Save as an .sh, transfer to OSC, and submit the script as previously described (allocate enough resources). If you encounter an error or failure while running all at once then you will have to pinpoint which step failed, then comment (add #) the out/delete the lines before the failure to begin at the failure step.



ADDING TRANSCRIPT READS

Funannotate makes it extremely easy to update a de novo annotation with direct transcript reads - no additional steps necessary. If you have multiple transcript samples, concatenate the same numbered read sets for each set of paired-end sequences; for other sequencing types, concatenate as well:

zcat <SET1_READ_1>.fq.gz <SETn_READ_1>.fq.gz | gzip > <OME>_1.fq.gz

Repeat this for the other sets of reads and input the results (<OME>_n.fq.gz) into -l/-r in the command below.

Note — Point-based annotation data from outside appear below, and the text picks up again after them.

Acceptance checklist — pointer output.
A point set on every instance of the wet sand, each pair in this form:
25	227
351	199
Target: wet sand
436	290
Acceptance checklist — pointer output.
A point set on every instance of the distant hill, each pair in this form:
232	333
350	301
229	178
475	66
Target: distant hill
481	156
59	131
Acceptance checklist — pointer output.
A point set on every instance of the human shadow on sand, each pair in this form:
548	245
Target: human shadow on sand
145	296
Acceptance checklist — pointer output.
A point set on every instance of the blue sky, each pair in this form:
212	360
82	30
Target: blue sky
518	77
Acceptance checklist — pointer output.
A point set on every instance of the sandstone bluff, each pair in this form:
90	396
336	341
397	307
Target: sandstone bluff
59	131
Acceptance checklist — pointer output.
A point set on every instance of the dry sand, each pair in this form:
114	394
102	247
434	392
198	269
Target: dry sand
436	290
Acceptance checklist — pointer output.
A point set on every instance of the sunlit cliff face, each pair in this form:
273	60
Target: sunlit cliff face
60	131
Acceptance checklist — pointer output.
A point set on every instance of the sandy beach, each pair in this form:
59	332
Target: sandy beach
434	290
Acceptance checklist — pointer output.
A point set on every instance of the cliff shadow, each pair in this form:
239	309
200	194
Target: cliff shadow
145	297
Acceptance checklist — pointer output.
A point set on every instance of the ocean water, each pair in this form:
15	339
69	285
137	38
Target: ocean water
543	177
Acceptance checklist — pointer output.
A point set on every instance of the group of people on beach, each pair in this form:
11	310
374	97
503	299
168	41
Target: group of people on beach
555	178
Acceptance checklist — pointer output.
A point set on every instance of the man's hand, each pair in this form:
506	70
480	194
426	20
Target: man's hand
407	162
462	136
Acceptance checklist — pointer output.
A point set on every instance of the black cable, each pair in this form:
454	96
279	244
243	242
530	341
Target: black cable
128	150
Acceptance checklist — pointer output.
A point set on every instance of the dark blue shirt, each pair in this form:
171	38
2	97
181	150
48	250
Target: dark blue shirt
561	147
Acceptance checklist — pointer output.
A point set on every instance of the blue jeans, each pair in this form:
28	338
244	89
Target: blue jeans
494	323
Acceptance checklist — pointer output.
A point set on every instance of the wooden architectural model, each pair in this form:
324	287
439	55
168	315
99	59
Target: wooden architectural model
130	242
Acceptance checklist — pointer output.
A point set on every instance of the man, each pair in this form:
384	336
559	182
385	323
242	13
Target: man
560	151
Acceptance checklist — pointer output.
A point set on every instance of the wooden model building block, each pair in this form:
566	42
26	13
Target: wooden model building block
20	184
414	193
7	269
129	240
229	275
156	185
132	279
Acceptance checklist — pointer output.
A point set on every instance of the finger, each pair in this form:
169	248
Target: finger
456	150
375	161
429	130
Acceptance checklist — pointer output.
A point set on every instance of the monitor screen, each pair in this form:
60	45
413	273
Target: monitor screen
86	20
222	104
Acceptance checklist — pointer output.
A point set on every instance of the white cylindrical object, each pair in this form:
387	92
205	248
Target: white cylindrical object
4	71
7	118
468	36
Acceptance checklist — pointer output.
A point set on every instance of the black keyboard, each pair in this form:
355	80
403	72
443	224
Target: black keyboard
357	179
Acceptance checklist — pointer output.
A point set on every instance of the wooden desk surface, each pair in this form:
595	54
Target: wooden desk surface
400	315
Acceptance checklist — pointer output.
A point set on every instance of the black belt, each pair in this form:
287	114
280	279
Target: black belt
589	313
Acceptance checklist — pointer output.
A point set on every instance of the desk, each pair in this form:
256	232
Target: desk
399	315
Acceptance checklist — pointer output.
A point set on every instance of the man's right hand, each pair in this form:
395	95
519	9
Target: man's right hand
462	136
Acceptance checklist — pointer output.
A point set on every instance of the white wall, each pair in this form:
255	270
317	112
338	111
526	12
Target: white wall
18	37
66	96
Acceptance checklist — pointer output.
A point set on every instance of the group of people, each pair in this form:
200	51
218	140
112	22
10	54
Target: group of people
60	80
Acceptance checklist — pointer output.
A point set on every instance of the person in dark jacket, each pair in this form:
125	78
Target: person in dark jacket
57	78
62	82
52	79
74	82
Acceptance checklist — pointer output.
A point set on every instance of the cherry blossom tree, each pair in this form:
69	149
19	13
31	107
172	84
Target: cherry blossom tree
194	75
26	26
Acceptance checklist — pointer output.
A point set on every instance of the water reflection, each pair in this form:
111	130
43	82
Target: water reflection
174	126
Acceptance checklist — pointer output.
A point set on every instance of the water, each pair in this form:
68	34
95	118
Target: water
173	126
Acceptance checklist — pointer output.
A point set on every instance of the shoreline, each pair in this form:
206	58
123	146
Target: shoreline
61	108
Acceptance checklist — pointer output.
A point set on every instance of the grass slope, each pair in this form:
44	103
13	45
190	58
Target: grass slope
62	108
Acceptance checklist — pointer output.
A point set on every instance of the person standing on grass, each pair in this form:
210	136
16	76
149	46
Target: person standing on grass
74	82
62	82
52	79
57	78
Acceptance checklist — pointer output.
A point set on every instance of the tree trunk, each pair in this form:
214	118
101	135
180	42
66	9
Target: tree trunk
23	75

To update your annotation with the paired end transcript reads (use the standard singularity submission scripts to submit as a job):

funannotate update -f <SORTED_MASKED>.fa \
-g <FUNANNOTATE_OUTPUT>/predict_results/<OUTPUT>.gff3 \
--species "<GENUS> <SPECIES>" --jaccard_clip --cpus <NUM> \
-l <PAIRED_END_1>.fq.gz -r <PAIRED_END_2>.fq.gz

For other types of transcript reads and stranded RNA library preparations, refer to funannotate update -h. If you would like to set your own output directory with -o, just make sure you use the full absolute path or else you may encounter a PASA no such file or directory error.



CITATION INFO

Funannotate is the wrapper that packages many other software. In addition to citing Funannotate, you should cite GlimmerHMM, GeneMark ES, Snap, BUSCO, and Augustus.